A publicitária Nelci Warken é considerada pela Polícia Federal e pelo Ministério Público Federal o caminho mais curto para descoberta dos verdadeiros proprietários de imóveis adquiridos em um suposto esquema de ocultação patrimonial e lavagem do dinheiro desviado da corrupção na Petrobras, que teria envolvido a empreiteira OAS, a Cooperativa Habitacional do Sindicato dos Bancários (Bancoop) e o PT.

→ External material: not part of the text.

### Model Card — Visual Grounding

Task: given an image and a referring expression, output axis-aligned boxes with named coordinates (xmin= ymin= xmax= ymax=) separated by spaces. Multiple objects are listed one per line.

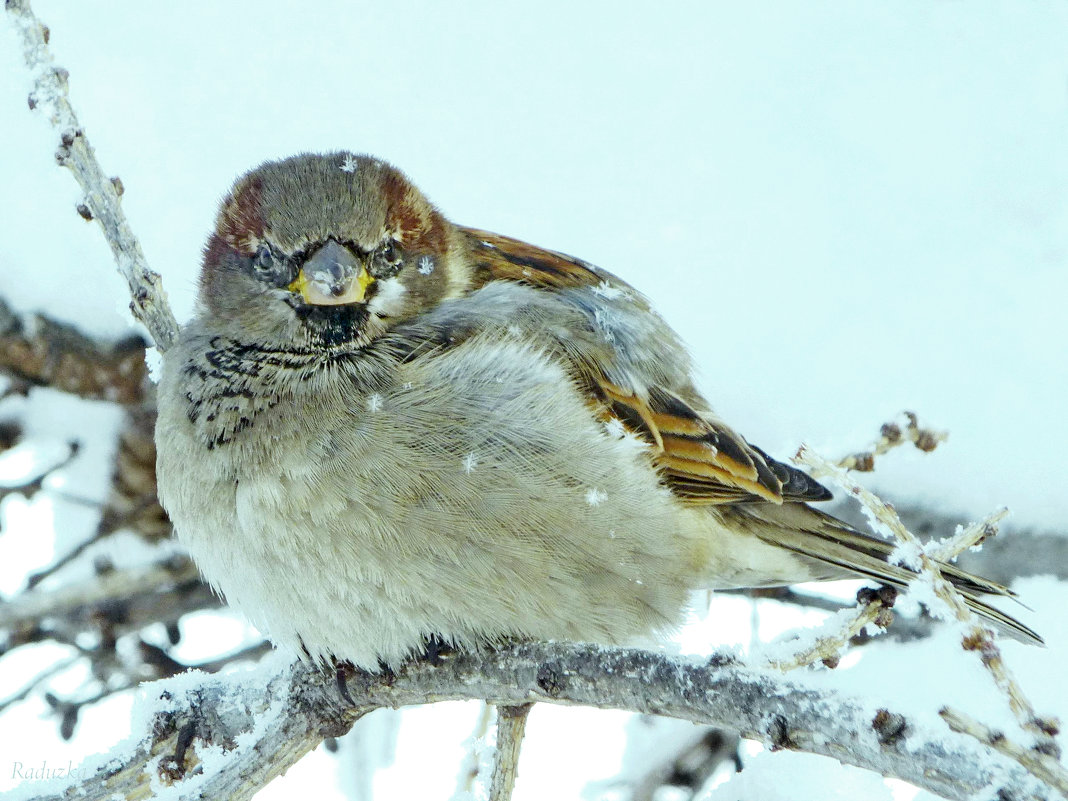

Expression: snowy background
xmin=0 ymin=0 xmax=1068 ymax=801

Nelci é ex-funcionária da área de marketing da Bancoop e dona de uma empresa de panfletagem, a Paulista Plus. Ao lado de Eliana Pinheiro de Freitas — também ligada a Bancoop e madrinha de uma das filhas de Nelci —, as duas são apontadas pela força-tarefa da Lava-Jato como “testas de ferro” no esquema.

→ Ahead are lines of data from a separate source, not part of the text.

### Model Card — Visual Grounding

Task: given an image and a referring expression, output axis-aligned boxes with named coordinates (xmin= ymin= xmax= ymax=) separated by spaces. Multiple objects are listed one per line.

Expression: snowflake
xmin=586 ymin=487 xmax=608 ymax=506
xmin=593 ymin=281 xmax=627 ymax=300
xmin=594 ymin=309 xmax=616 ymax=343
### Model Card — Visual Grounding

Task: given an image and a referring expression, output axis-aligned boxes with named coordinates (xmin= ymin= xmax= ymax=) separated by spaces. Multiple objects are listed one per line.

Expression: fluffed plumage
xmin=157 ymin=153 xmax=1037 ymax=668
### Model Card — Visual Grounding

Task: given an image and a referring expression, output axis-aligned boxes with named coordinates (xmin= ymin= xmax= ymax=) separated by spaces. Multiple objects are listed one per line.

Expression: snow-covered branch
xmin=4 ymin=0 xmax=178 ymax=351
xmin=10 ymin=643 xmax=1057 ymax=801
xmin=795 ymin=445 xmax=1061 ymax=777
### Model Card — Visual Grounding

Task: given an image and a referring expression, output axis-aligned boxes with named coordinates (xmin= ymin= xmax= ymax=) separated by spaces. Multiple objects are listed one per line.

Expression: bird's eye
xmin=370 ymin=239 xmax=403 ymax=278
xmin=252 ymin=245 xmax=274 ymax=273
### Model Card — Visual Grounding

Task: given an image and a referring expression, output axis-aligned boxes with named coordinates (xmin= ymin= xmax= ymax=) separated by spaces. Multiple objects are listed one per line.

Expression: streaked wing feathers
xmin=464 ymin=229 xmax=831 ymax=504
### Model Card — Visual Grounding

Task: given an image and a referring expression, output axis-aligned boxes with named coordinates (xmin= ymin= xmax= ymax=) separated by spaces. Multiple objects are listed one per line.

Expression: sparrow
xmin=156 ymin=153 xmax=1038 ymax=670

O ponto de partida da apuração da Triplo X é o apartamento 163-B, do Edifício Solaris, no Guarujá (SP) — no mesmo endereço, a família do ex-presidente Luiz Inácio Lula da Silva teria sido dona de um Tríplex, o 164-A. Formalmente, o 163-B pertence desde 2009 a Murray Holdings LLC, aberta em Las Vegas, estado de Nevada, nos Estados Unidos, em nome de Eliana Freitas. Para os procuradores, Eliana é uma “laranja” de Nilce Warken.

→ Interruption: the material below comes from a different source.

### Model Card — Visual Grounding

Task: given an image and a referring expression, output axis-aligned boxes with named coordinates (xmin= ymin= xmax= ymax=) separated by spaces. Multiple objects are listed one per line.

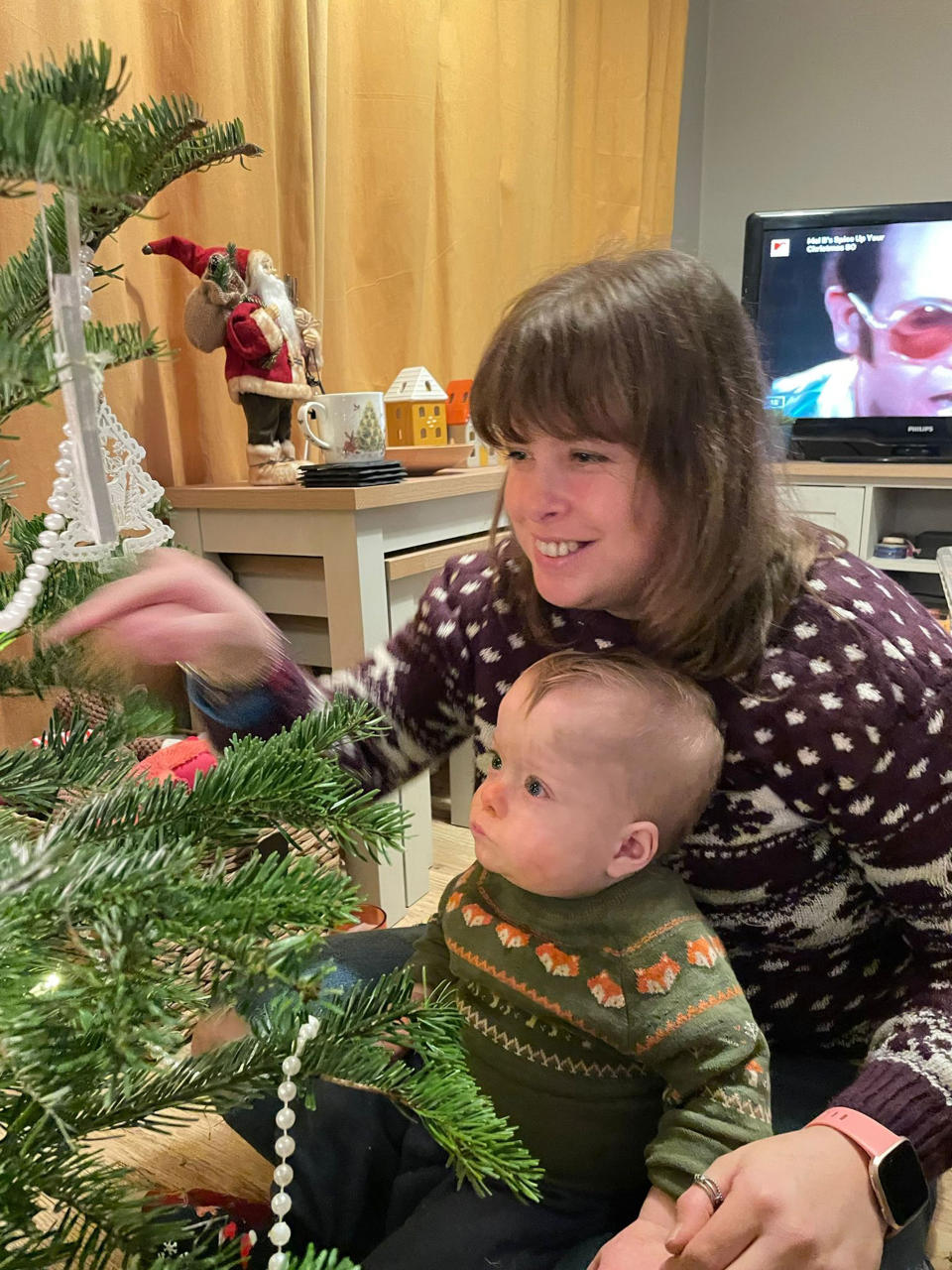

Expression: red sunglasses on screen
xmin=847 ymin=291 xmax=952 ymax=362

A offshore foi aberta em uma das maiores empresas do mundo especializada nesse tipo de negócio, a Mossack Fonseca & CO — com sede no Panamá. Cinco pessoas ligadas a Mossack no Brasil foram alvo da Triplo X.

“Fica evidenciado que a Mossack Fonseca era uma grande lavadora, participava de um grande esquema de lavagem. Oferecia seu serviço a esquemas dos mais diversos. Nós temos indicações de que a participação dela em outros esquemas em andamento que não é nossa responsabilidade”, afirmou o procurador da República Carlos Fernando Santos de Lima.

 

“Não existe este papo de cota”

O ex-presidente Lula “mentiu” ao afirmar que comprou cotas de um apartamento no Guarujá, segundo Marcos Sergio Migliaccio, conselheiro da Associação das Vítimas da Bancoop. Em entrevista ao jornal Folha de S. Paulo, Migliaccio disse que não existia venda de cotas no condomínio Solaris, na praia de Astúrias, mas sim de apartamentos. O Instituto Lula repete, desde o ano passado, que o ex-presidente comprara cotas do empreendimento.  “Não existe este papo de cota. Isso é mentira. A Bancoop vendia apartamentos, com o andar e a unidade especificados”, afirma Migliaccio, que é técnico em eletrônica. O promotor José Carlos Blat, autor de uma acusação contra a Bancoop que tramita na Justiça, reafirma que não viu nenhum caso de compra de cotas no empreendimento do Guarujá.  Cotas é um sistema usado em consórcios, no qual o comprador adquire um certo bem em parcelas, e um sorteio define o bem que caberá a ele.